Bio. Xin Luna Dong is a Senior Research Scientist at Google Inc. She is one of the major contributors to the Knowledge Vault project, and has led the Knowledge-based Trust project, which is called the "Google Truth Machine" by Washington's Post. She has co-authored book "Big Data Integration", published 65+ papers in top conferences and journals, given 20+ keynotes/invited-talks/tutorials, and got the Best Demo award in Sigmod 2005. She is the PC co-chair for WAIM 2015 and serves as an area chair for Sigmod 2017, Sigmod 2015, ICDE 2013, and CIKM 2011.
Gerhard Weikum: What Computers Know, Should Know, and Shouldn't Know
Abstract.

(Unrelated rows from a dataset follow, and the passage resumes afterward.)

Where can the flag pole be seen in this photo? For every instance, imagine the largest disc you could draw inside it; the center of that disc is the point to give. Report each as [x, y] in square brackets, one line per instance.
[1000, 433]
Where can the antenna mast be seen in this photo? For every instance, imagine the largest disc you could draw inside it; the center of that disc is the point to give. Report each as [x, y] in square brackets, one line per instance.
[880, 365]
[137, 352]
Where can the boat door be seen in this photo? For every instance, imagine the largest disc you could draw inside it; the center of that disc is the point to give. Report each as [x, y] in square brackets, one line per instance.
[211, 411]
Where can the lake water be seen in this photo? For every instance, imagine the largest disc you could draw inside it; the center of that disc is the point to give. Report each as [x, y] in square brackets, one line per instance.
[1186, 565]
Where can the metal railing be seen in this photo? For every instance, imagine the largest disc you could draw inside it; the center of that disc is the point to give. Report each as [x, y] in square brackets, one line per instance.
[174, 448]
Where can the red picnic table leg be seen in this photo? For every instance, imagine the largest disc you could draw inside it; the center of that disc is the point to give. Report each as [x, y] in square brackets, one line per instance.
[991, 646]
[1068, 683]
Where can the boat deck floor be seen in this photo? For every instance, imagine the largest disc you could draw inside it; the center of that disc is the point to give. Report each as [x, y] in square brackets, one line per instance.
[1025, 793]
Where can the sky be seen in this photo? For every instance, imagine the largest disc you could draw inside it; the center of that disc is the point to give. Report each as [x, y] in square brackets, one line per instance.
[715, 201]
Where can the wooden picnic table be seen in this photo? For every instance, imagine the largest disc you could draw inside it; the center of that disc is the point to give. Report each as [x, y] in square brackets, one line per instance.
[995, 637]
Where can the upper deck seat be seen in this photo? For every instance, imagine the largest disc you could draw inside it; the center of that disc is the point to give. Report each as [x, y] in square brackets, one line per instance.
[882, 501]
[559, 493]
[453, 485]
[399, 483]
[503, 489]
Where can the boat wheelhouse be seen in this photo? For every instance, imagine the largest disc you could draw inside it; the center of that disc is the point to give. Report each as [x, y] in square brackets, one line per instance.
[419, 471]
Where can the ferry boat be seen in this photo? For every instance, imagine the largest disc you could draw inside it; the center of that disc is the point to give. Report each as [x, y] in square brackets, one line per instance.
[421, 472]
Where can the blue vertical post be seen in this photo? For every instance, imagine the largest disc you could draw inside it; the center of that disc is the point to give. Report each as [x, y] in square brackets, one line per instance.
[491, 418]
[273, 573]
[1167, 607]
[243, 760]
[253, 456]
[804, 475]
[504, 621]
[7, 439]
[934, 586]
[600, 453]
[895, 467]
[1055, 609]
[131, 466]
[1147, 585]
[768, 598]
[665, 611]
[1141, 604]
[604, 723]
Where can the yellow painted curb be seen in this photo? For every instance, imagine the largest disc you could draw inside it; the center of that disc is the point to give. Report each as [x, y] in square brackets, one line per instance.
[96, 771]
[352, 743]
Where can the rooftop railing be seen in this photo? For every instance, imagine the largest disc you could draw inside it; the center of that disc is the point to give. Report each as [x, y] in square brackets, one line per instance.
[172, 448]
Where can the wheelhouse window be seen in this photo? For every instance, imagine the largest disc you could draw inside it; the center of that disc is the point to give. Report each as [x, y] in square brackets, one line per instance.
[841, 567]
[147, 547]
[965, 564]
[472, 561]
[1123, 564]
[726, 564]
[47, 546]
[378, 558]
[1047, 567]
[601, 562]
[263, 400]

Machines with comprehensive knowledge of the world's entities and their relationships has been a long-standing vision and challenge of AI. In the last decade, huge knowledge bases (aka. knowledge graphs) have been automatically constructed from web data and text sources, and have become a key asset for search, analytics, recommendations and data integration. This digital knowledge can be harnessed to semantically interpret textual phrases in news, social media and web tables, contributing to natural language processing and data analytics. This talk reviews these advances, discusses recent directions such as acquiring commonsense, and identifies new opportunities and future challenges.
Bio. Gerhard Weikum is a Scientific Director at the Max Planck Institute for Informatics in Saarbruecken, Germany. His research spans transactional and distributed systems, self-tuning database systems, DB&IR integration, and the automatic construction of knowledge bases. He co-authored a comprehensive textbook on transactional systems, received the VLDB 10-Year Award for his work on automatic DB tuning, and is one of the creators of the YAGO knowledge base. Weikum is an ACM Fellow and a member of several academies in Europe. He has served on various editorial boards and as PC chair of conferences like ACM SIGMOD, ICDE and CIDR. He received the ACM SIGMOD Contributions Award in 2011 and an ERC Synergy Grant in 2013.